Legendary American singer Tony Bennett dies at 96

Tony Bennett, the last in a generation of classic American crooners whose ceaselessly cheery spirit bridged generations to make him a hitmaker across seven decades, dies at 96 in New York.

There was no specific cause, but Bennett had been diagnosed with Alzheimer's disease in 2016.  / Photo: AFP Archive
AFP Archive

There was no specific cause, but Bennett had been diagnosed with Alzheimer's disease in 2016.  / Photo: AFP Archive

Tony Bennett, the eminent and timeless stylist whose devotion to classic American songs and knack for creating new standards such as "I Left My Heart In San Francisco" graced a decades-long career that brought him admirers from Frank Sinatra to Lady Gaga, has died.

He died in his hometown of New York on Friday at age 96, just two weeks short of his birthday. Publicist Sylvia Weiner confirmed his death

There was no specific cause, but Bennett had been diagnosed with Alzheimer's disease in 2016.

The last of the great saloon singers of the mid-20th century, Bennett often said his lifelong ambition was to create "a hit catalog rather than hit records."

He released more than 70 albums, bringing him 19 competitive Grammys — all but two after he reached his 60s — and enjoyed deep and lasting affection from fans and fellow artists.

Bennett didn’t tell his own story when performing; he let the music speak instead — the Gershwins and Cole Porter, Irving Berlin and Jerome Kern.

Bennett appealed with an easy, courtly manner and an uncommonly rich and durable voice — “A tenor who sings like a baritone,” he called himself — that made him a master of caressing a ballad or brightening an up-tempo number.

“I enjoy entertaining the audience, making them forget their problems,” he told The Associated Press in 2006. “I think people ... are touched if they hear something that’s sincere and honest and maybe has a little sense of humour. ... I just like to make people feel good when I perform.”

Bridging new generations

Bennett was praised often by his peers, but never more meaningfully than by what Sinatra said in a 1965 Life magazine interview:

“For my money, Tony Bennett is the best singer in the business. He excites me when I watch him. He moves me. He’s the singer who gets across what the composer has in mind, and probably a little more.”

He not only survived the rise of rock music but endured so long and so well that he gained new fans and collaborators, some young enough to be his grandchildren.

In 2014, at age 88, Bennett broke his own record as the oldest living performer with a No. 1 album on the Billboard 200 chart for “Cheek to Cheek,” his duet project with Lady Gaga.

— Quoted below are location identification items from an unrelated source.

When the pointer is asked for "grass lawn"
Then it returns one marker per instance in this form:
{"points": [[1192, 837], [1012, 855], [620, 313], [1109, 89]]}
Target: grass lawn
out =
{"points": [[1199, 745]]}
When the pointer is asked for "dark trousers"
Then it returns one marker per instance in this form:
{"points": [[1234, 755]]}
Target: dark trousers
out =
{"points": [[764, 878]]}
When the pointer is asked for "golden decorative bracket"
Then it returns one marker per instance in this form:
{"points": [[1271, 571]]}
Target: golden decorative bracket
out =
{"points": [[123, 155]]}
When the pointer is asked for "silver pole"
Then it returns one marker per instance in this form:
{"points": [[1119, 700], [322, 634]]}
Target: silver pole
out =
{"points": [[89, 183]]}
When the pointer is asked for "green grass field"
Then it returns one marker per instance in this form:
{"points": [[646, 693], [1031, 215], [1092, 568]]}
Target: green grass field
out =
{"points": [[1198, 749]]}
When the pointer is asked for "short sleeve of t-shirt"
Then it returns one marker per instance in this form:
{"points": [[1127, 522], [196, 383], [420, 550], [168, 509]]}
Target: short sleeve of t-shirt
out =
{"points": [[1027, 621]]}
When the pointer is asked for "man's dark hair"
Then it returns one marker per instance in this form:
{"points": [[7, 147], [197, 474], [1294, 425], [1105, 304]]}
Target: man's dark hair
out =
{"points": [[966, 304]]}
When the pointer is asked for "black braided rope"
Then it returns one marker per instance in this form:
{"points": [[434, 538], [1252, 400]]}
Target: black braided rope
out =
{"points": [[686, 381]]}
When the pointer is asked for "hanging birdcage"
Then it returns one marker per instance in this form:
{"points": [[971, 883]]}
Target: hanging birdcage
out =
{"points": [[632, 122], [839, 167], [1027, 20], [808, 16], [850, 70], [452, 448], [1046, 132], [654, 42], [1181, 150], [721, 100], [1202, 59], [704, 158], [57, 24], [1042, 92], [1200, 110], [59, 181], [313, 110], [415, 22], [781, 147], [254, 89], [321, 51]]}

Three years earlier, he topped the charts with “Duets II,” featuring such contemporary stars as Gaga, Carrie Underwood and Amy Winehouse, in her last studio recording.

His rapport with Winehouse was captured in the Oscar-nominated documentary “Amy,” which showed Bennett patiently encouraging the insecure young singer through a performance of “Body and Soul.”

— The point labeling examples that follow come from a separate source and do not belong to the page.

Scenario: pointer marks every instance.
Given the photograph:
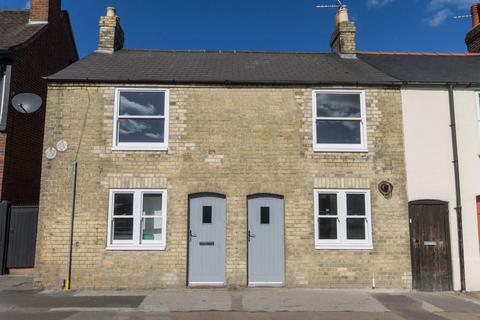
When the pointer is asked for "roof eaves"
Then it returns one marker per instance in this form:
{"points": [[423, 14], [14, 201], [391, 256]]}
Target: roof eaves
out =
{"points": [[226, 82], [438, 54]]}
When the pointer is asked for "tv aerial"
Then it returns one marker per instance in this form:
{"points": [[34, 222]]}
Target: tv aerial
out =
{"points": [[26, 102], [336, 6]]}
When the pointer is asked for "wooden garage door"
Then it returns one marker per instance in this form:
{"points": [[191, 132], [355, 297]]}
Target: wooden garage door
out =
{"points": [[430, 245]]}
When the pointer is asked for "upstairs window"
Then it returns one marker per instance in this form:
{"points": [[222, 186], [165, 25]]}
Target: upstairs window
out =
{"points": [[141, 119], [342, 219], [339, 121]]}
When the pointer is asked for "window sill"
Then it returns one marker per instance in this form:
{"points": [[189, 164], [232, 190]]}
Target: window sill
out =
{"points": [[338, 150], [139, 148], [136, 248], [338, 246]]}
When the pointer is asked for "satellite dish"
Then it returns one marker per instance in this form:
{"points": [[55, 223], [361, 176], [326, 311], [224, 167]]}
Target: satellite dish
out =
{"points": [[26, 102]]}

Preserving the 'Great American Songbook'

For Bennett, one of the few performers to move easily between pop and jazz, such collaborations were part of his crusade to expose new audiences to what he called the Great American Songbook.

“No country has given the world such great music,” Bennett said in a 2015 interview with Downbeat Magazine. “Cole Porter, Irving Berlin, George Gershwin, Jerome Kern. Those songs will never die.”

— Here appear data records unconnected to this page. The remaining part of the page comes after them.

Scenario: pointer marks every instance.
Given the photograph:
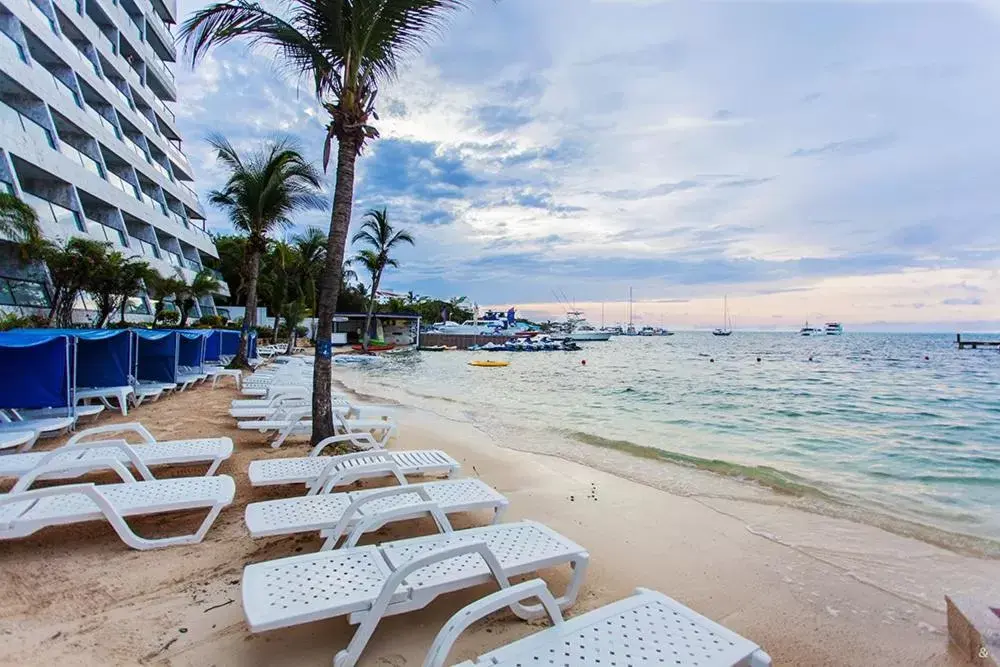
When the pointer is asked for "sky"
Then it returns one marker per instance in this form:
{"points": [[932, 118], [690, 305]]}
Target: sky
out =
{"points": [[806, 160]]}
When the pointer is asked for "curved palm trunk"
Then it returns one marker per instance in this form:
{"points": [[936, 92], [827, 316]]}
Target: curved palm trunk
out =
{"points": [[329, 288], [250, 318], [367, 338]]}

Ironically, his most famous contribution came through two unknowns, George Cory and Douglass Cross, who in the early ’60s provided Bennett with his signature song at a time his career was in a lull.

They gave Bennett’s musical director, pianist Ralph Sharon, some sheet music that he stuck in a dresser drawer and forgot about until he was packing for a tour that included a stop in San Francisco.

“Ralph saw some sheet music in his shirt drawer ... and on top of the pile was a song called ‘I Left My Heart In San Francisco.’ Ralph thought it would be good material for San Francisco,” Bennett said.

“We were rehearsing and the bartender in the club in Little Rock, Arkansas, said, ‘If you record that song, I’m going to be the first to buy it.’”

Later Bennett would win Grammys for his tributes to female vocalists (“Here’s to the Ladies”), Billie Holiday (“Tony Bennett on Holiday”), and Duke Ellington (“Bennett Sings Ellington — Hot & Cool”).

He also won Grammys for his collaborations with other singers: “Playin’ With My Friends — Bennett Sings the Blues,” and his Louis Armstrong tribute, “A Wonderful World” with lang, the first full album he had ever recorded with another singer.

He celebrated his 80th birthday with “Duets: An American Classic,” featuring Barbra Streisand, Paul McCartney and Stevie Wonder among others.

“They’re all giants in the industry, and all of a sudden they’re saying to me ‘You’re the master,’” Bennett told the AP in 2006.